The acolyte helped her lay on the pallet. She tried brushing her fingers on the cloth, but only felt pressure. She could sense her limbs, knew they were there, but no sensation came.
“Try not to bite yourself if you speak,” he warned. “You will not feel much.”
Much? She felt nothing at all. All of her senses screamed that this was wrong, that she should not be here, that she should feel something. She tried to swallow but her tongue stuck and she tried again and again…
The acolyte pressed his hand lightly on her throat. “Calm yourself, please.” He tilted his head sympathetically.
She averted her eyes to the opening in the ceiling. She did not want his pity. The clouds in the evening sky glowed orange and gray, hinting at a coming rain.
“I have the spell ready.” Priestess Jahillva rolled a parchment between her fingers and set it aside. She caught Edyli’s gaze and sniffed. “I will activate it once we know your curse.”
Edyli stiffened. This woman… she did not like her at all. She tried to protest that she knew her curse, but her numb tongue flubbed her words.
The priestess passed the acolyte a jewel-encrusted box crafted from rosewood. He unlatched the clasp and removed a slender knife from the silk inside. Edyli tried to push herself from the pallet, but he placed a single hand on her collar bone and she fell in place, her limbs useless from the tethvios potion.
“I am sorry, but we need to know,” the acolyte said. He swiped the knife’s curved edge along her throat. She squeaked. She felt the pressure and the separation rather than the cut itself, and the warm liquid dribbled over her throat.
And air… She gasped. Numb, mind reeling—the room spun. The clouds blurred. She reached her fingers to her throat, her hands useless against the warm liq
uid—blood, her blood— and her heart beat-beat-beated faster and harder, and if she had her death magic then the world should go black, or white, and she should wake again in the land of dream webs and brown sky—
The world did not fade.
She saw the blur of the acolyte looking into her eyes. Someone spoke. The words… she did not understand the words over the crying of her own heart. But then she felt a tightness at her throat. Her heart calmed, regular again. She became distinctly aware of the warm mist spraying into the temple through the roof. And then she could feel again. The rough dampness of the cloth that the acolyte dabbed along her throat, cleaning her. The grain of the cloth fabric beneath her. Air washing across her face.
Human. She felt human again.
The priestess scowled. “Fa nor,” she announced. “By way of death magic.”

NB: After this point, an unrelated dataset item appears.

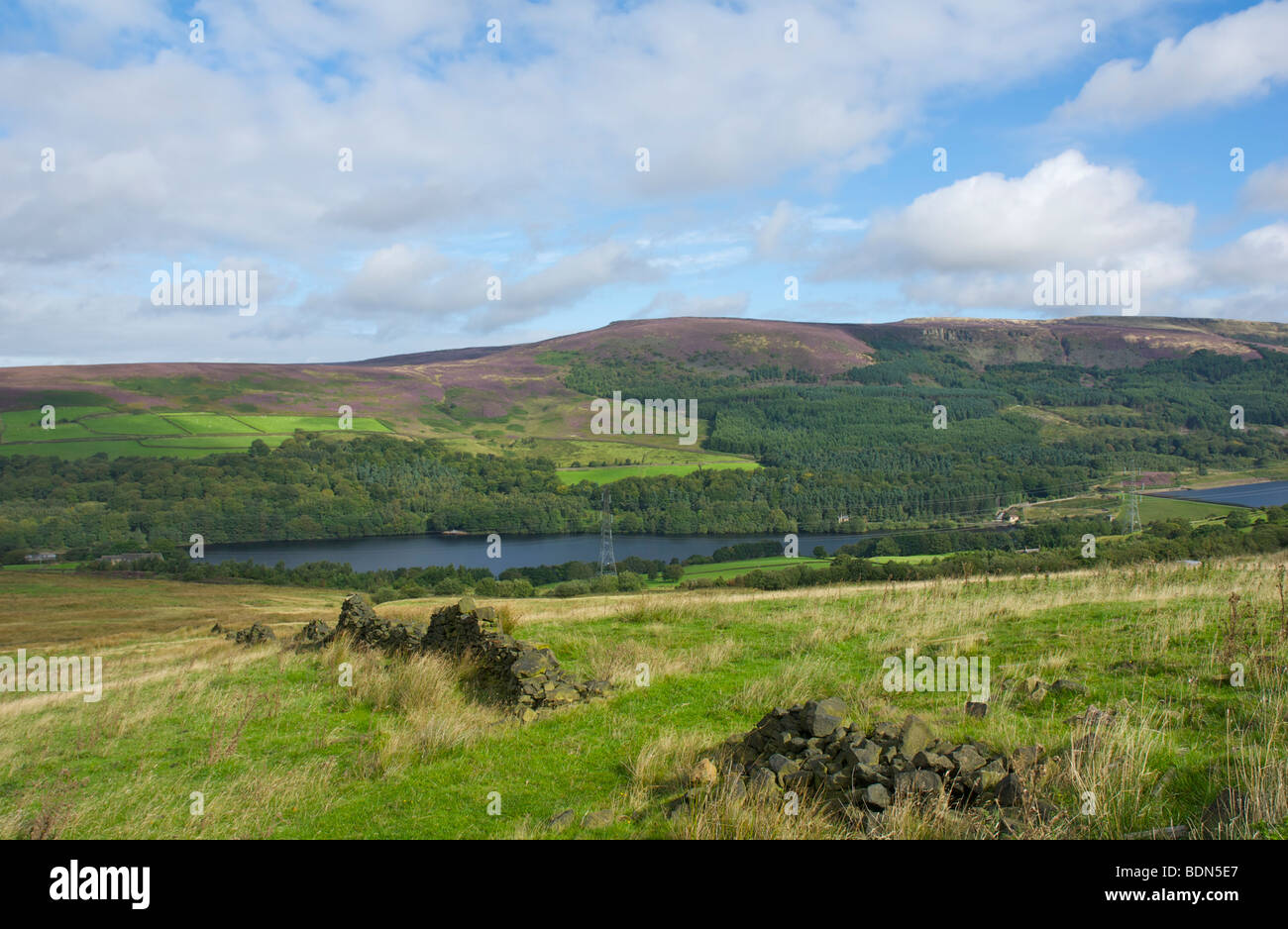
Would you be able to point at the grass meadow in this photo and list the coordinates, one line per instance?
(277, 748)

The acolyte helped Edyli sit. She turned toward the priest and rubbed her throat uncomfortably. The smoothness of a scar remained there, a reminder of who—what—she was. Unbalanced. Fa nor. Lacking in one of three key elements, life magic, or death magic, or a body to speak from.
“Get her fresh clothing,” the priestess ordered. The acolyte bowed and took the bloodied rags with him. The priestess eyed Edyli. “You returned from the realm of the dead. Why? How?”
“I wanted to see my sister again. I… raced to the moons.”
The priestess arched an eyebrow. “Moons? You remember being there?” Edyli nodded. She opened her mouth to speak, but the priestess shook her head. “I do not wish to know. I hope to find out someday for myself.” She crossed her arms over her chest, her scarf drifting across the floor. “Still, I suppose your family will be happy that you have returned to them.”
Her family… She would see her sister!
The acolyte returned with a clean red skirt and choli and the priestess left the room. He bowed his head and produced the clothing before Edyli. “Take these. You should find something else to wear before you go to your sister’s rites, if you do not wish to be stared at. They mark you as fa nor, a warning of anyone who is unbalanced. You should hurry. The evening draws near, and your sister’s rites will begin within the hour.”